Lentivirus overexpression of CHMP2B reduces accumulation of α-syn in the α-syn tg mouse model of DLB. (A) The LV-CHMP2B, LV-Control, LV-shCHMP2B or LV-shLucif lentivirus vectors were delivered by stereotaxic injection into the hippocampus of α-syn tg mouse model of DLB. (B and D) Four weeks after injection, mice were sacrificed and brains were analyzed by immunohistochemistry and computer-aided image analysis for CHMP2B. (C and E) Brains were analyzed by immunohistochemistry for α-syn.
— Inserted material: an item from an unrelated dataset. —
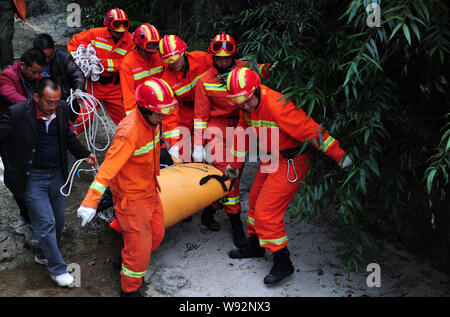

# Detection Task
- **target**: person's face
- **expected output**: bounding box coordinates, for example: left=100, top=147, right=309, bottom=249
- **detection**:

Arrowheads indicate pericellular α-syn aggregates. *Indicates statistical significance P < 0.05 compared with treatment with LV-control. One-way ANOVA with post hoc Tukey–Krammer. Scale bar represents 200 µm in low power images and 40 µm in high power images (n = 10 mice per group).

Figure 8.

Lentivirus overexpression of CHMP2B ameliorates neurodegeneration and behavior deficits in the α-syn tg mouse model of DLB. The LV-CHMP2B, LV-control, LV-shCHMP2B or LV-shLucif lentivirus vectors were delivered by stereotaxic injection to the D-line α-syn tg mouse model of DLB. Four weeks after injection, mice were sacrificed and brains were analyzed by immunohistochemistry for (A) GFAP and (D) NeuN. Insets show high power magnification of sections from the hippocampus. Optical density analysis of immunohistochemical immunoreactivity of GFAP in the hippocampus was analyzed in (B) non-tg and (C) α-syn tg mice. Stereological estimates (dissector method) of total NeuN positive neuronal counts was measured in the hippocampus of (E) non-tg and (F) α-syn tg mice. (G) Behavioral performance analysis in the context-dependent learning in an open field test. (H) Total activity on Day 4 in the open field. *Indicates statistical significance P < 0.05 compared with treatment with LV-control non-tg. ^#Statistical significance P < 0.05 compared with LV-control α-syn tg. One-way ANOVA with post hoc Tukey–Krammer. Scale bar represents 200 µm in low power images and 40 µm in high power images (n = 10 non-tg and tg mice per group).